I stopped and turned back to him from the open door of the Rover, tossing the hotel key onto the passenger seat. “I’d like to go with you, then.”

“What the hell business is it of yours?”

“I’d be there if you catch Willow. I’d like to talk to her and I’m not sure how long she’ll stay in custody.”

He slammed his truck door closed again and stomped to me. “Are you implying I can’t keep a prisoner?”
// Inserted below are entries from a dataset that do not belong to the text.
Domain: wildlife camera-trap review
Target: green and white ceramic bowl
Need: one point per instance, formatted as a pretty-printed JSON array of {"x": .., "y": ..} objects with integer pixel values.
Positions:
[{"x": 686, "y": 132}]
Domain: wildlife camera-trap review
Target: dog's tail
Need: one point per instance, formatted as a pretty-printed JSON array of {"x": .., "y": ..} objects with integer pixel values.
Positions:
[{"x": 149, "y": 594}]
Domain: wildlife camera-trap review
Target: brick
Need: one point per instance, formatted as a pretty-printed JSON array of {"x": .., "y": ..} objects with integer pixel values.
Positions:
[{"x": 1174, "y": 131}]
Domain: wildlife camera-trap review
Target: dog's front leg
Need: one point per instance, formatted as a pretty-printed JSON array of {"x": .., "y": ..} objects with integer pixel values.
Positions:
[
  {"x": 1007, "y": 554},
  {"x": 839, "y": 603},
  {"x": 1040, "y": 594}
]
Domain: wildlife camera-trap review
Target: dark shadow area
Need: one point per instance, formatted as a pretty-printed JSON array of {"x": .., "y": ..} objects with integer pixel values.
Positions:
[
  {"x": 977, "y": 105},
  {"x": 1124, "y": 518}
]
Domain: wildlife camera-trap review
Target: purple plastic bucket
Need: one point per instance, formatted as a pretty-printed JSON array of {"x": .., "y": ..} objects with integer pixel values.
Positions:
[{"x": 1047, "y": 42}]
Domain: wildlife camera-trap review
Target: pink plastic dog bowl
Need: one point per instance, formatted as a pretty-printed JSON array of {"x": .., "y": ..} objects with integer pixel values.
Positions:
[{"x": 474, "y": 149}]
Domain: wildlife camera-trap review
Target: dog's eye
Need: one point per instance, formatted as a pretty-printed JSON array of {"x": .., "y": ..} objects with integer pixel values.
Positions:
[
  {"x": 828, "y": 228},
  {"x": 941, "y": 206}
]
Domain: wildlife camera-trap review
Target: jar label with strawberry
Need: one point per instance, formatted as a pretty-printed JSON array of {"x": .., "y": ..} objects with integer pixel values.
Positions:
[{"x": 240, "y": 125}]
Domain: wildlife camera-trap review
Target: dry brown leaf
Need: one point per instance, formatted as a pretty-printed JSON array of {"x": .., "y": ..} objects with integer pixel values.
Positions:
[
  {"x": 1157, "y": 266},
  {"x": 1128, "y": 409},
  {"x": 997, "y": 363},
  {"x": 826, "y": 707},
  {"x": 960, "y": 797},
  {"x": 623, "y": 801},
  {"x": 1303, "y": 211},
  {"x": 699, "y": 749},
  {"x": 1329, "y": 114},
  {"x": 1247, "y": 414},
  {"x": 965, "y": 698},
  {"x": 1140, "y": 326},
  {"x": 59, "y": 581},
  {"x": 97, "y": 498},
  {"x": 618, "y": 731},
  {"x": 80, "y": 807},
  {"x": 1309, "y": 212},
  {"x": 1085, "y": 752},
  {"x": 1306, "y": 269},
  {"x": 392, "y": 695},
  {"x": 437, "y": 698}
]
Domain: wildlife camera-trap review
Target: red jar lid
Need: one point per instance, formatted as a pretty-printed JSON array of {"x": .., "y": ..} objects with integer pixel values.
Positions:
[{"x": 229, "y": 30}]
“No. I’m saying she seems to be hard to hold and, if nothing else, her sister may bail her out. And when you do catch her, won’t it be better if you have an unbiased witness around? Her family seems the litigious kind.”

He glowered but gave in. “All right. You’d better come along. I called Strother for backup, but he isn’t close enough. I can’t miss this opportunity! Just hurry up!”

I got in and started the Rover while he went back to his truck and lifted the barrier on the tollbooth. I backed the Rover into the interpretative center parking area a short stretch back up the road beside the sign and got out again, locking up and running to the side of the narrow road to catch up to Ridenour.

He’d turned the pickup truck through the tollbooth’s gates and lowered them again, but he was only just getting back into the driver’s seat, so I ran around and got in on the passenger side before he could do anything about it.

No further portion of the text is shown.